Designing MCP tools that LLMs actually use correctly

Most MCP tools we see are technically correct and practically useless. LLMs ignore them, misuse them, or call them in unhelpful ways. The principles for designing tools LLMs adopt naturally, with examples of common failures and their fixes.

Advanced12 min read

You've built an MCP server. The tools work. You hook up an LLM agent. Watching it operate, you notice: it ignores your tools, it calls them with weird parameters, it gets confused about which tool to use, it chains them in strange sequences.

This is the gap between "tools that exist" and "tools that LLMs use correctly." It's where most MCP server effort gets wasted. Companies build powerful capabilities, expose them as tools, and watch LLMs fail to use them effectively.

The reframe that helps: treat tool design as UX design where the LLM is your user. The tool description is the UI. The schema is the form. The error messages are the feedback. Get these right and LLMs work effectively. Get them wrong and your sophisticated backend is invisible to the agent.

This article covers the principles, with concrete examples of what works and what doesn't.

Principle 1: Tool names communicate intent

The tool name is the first thing the LLM sees. It should describe what the tool does, in action terms.

Bad:

customers (noun, no action)
process_customer (vague)
do_x (meaningless)

Better:

search_customers (clear action)
get_customer_by_id (specific operation)
update_customer_email (specific change)

Why it matters: LLMs scan tool lists looking for relevant ones. A descriptive name lets them find the right tool quickly. A vague name forces them to read the description carefully (which they sometimes don't).

A useful pattern: standard verb prefixes.

list_*, search_*, get_* for reads.
create_*, update_*, delete_* for writes.
analyze_*, summarize_* for computation.

Consistency across your server helps the LLM build mental models.

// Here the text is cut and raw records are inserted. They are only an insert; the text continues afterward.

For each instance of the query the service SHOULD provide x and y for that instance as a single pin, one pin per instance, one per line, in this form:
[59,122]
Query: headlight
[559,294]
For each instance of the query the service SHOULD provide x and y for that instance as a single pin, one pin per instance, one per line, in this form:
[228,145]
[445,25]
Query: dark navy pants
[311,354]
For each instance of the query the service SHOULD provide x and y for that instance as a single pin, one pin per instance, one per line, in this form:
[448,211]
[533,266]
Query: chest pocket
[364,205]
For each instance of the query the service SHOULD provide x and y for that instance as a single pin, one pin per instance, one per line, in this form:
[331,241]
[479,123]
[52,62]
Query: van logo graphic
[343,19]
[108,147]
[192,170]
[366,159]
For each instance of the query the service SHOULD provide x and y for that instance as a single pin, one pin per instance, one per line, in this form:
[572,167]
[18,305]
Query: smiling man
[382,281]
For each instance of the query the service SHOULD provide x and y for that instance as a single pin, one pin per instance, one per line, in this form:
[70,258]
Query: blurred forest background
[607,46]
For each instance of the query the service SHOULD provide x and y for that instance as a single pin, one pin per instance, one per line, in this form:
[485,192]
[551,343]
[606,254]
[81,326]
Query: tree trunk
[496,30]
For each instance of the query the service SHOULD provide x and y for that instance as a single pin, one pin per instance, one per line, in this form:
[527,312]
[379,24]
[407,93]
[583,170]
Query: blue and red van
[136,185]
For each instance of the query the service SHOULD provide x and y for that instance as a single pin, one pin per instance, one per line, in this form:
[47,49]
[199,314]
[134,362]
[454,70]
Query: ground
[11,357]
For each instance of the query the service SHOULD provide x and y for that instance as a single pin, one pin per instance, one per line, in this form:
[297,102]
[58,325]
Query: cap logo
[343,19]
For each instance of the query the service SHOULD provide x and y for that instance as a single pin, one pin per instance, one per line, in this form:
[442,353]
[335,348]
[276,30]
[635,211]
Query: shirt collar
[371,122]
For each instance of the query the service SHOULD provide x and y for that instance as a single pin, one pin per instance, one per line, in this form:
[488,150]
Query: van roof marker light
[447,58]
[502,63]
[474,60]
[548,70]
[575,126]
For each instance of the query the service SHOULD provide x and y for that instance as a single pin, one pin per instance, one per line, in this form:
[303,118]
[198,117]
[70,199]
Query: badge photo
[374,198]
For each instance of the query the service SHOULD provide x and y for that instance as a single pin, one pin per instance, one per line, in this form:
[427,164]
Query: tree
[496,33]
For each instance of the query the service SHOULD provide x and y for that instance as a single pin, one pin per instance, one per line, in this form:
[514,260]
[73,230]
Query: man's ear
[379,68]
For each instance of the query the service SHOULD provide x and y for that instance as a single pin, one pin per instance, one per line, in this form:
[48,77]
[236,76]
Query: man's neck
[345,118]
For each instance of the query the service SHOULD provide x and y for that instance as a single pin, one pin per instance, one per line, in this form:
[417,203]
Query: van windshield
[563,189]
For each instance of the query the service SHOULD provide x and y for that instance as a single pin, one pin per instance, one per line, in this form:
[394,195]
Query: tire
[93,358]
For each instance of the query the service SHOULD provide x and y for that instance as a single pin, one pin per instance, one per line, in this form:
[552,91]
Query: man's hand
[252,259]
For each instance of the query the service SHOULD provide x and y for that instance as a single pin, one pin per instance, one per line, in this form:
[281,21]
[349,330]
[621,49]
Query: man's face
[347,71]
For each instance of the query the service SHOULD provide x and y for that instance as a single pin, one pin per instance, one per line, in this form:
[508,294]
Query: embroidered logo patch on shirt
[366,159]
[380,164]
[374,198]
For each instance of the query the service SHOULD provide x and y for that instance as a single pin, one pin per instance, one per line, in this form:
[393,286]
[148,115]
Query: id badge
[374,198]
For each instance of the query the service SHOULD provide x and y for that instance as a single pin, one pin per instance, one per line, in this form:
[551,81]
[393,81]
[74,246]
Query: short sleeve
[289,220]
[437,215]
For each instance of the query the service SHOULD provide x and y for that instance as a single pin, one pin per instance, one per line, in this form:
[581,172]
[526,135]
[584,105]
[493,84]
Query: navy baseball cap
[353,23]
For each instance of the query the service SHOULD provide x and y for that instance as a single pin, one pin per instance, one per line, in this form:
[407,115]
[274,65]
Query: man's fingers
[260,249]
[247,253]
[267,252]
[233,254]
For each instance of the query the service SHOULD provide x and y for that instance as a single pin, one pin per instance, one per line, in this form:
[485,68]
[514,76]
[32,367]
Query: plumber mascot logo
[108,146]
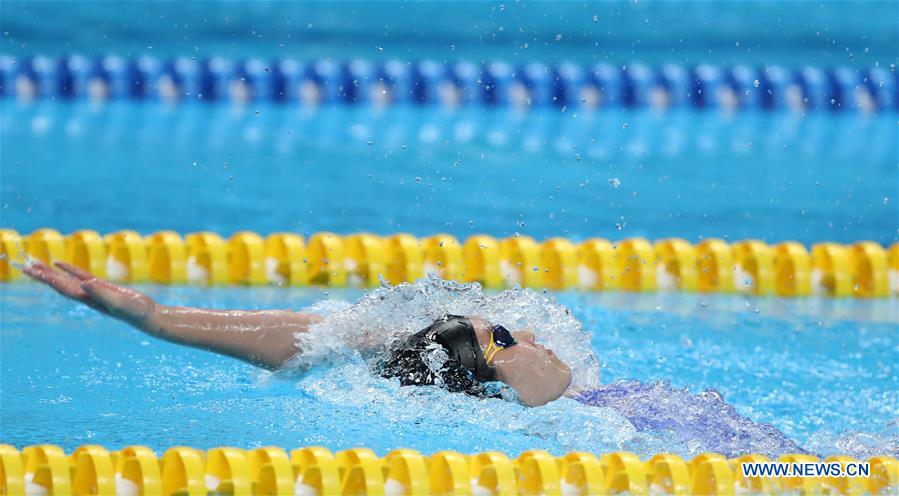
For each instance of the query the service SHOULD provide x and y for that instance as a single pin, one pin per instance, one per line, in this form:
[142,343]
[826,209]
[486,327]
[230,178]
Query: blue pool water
[772,176]
[821,372]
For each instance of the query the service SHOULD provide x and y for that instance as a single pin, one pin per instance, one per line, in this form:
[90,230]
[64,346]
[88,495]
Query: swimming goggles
[500,339]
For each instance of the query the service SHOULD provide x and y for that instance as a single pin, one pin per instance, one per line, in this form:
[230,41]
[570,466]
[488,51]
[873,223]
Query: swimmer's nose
[526,336]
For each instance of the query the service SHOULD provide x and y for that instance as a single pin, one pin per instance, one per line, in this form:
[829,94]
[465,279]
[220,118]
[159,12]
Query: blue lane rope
[360,82]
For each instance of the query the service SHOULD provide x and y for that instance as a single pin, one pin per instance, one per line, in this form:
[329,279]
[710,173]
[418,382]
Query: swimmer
[460,354]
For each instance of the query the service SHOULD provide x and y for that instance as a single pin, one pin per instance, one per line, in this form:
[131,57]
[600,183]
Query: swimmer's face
[533,371]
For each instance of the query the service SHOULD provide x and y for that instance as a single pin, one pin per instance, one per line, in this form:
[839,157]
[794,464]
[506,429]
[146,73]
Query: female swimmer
[460,354]
[457,353]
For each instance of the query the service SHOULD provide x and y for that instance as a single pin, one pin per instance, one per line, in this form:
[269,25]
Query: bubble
[391,313]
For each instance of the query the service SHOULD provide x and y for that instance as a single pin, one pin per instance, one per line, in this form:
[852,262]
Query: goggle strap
[492,349]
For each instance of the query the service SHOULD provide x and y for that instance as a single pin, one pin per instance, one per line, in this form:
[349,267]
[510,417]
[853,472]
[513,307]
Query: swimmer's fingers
[75,271]
[121,302]
[62,282]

Principle 2: Descriptions are prompts

The tool's description is the most important text in your server. It's what the LLM uses to decide whether and how to use the tool.

Bad description:

search_customers: Search the customer database.

Better description:

search_customers: Find customers by name, email, or company. Returns up to 10 matching customers with their basic info. Use this when you need to identify a customer the user is referring to. For exact lookups by ID, use get_customer_by_id instead.

Notice what the better version does:

Describes inputs ("by name, email, or company").
Describes outputs ("up to 10 matching customers with their basic info").
Indicates when to use ("when you need to identify a customer the user is referring to").
Indicates when not to use ("For exact lookups by ID, use get_customer_by_id instead").

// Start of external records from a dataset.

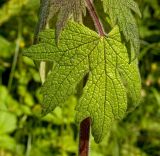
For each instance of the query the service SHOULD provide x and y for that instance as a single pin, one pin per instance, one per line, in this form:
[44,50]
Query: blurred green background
[24,133]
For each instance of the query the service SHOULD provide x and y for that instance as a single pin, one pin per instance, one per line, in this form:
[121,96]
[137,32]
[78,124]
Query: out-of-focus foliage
[24,133]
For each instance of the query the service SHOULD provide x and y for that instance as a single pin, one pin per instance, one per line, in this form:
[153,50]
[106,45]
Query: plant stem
[15,56]
[85,124]
[95,18]
[84,137]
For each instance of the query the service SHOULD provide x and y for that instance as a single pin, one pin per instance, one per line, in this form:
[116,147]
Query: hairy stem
[14,63]
[85,124]
[84,137]
[95,18]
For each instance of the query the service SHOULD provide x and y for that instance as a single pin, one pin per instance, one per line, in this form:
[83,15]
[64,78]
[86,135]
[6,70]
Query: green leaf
[8,122]
[120,13]
[82,51]
[65,9]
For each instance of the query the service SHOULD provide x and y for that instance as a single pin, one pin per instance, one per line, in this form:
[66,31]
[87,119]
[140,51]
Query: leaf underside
[120,12]
[66,8]
[105,59]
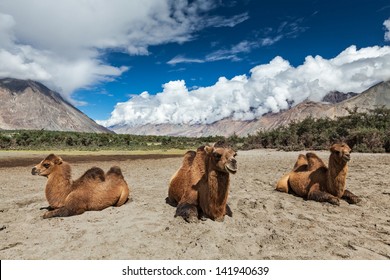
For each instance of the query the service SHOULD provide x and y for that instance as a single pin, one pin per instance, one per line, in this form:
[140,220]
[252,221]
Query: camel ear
[58,161]
[208,149]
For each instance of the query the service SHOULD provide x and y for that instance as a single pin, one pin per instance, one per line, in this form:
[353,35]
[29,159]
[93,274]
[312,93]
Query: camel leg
[316,194]
[63,212]
[188,211]
[123,198]
[229,211]
[282,184]
[170,201]
[350,197]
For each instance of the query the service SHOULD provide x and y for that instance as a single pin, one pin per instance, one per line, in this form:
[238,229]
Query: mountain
[335,104]
[337,96]
[27,104]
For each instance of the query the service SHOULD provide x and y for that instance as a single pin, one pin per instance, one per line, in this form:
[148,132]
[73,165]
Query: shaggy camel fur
[201,185]
[311,179]
[92,191]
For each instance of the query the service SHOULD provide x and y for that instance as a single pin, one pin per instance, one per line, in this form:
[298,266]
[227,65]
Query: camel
[93,191]
[311,179]
[200,187]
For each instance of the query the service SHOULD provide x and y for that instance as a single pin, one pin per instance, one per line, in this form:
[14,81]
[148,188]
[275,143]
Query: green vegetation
[364,132]
[57,140]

The "when not to use" part is critical. Without it, the LLM might call search_customers when get_customer_by_id would be more appropriate.

Principle 3: Parameter descriptions matter

Every parameter needs a description. Don't rely on the parameter name alone.

Bad:

{
  customer_id: string,
  fields: string[]
}

Better:

{
  customer_id: string,  // "The customer's unique identifier. Get this from search_customers or from explicit user input."
  fields: string[]      // "Specific fields to return. Available: name, email, phone, tier, created_at, last_active. If not specified, returns name and email."
}

The descriptions:

Tell the LLM how to obtain the value.
Specify allowed values where applicable.
Indicate defaults.

Principle 4: Errors guide recovery

When a tool errors, the error message guides the LLM's next action. Vague errors lead to confused agents.

Bad error:

{ "error": "Invalid input" }

Better error:

{
  "error": "validation_error",
  "message": "The email '...' is not in valid format. It must be like 'name@example.com'.",
  "field": "email",
  "suggestion": "Ask the user for a valid email address."
}

The LLM now knows:

What went wrong (validation error on email field).
How to fix it (use a valid email format).
What to do next (ask the user).

Compare an agent's behavior with the two errors. The first might retry the same call (wasted), give up (bad UX), or hallucinate a valid input. The second leads to a clean user interaction.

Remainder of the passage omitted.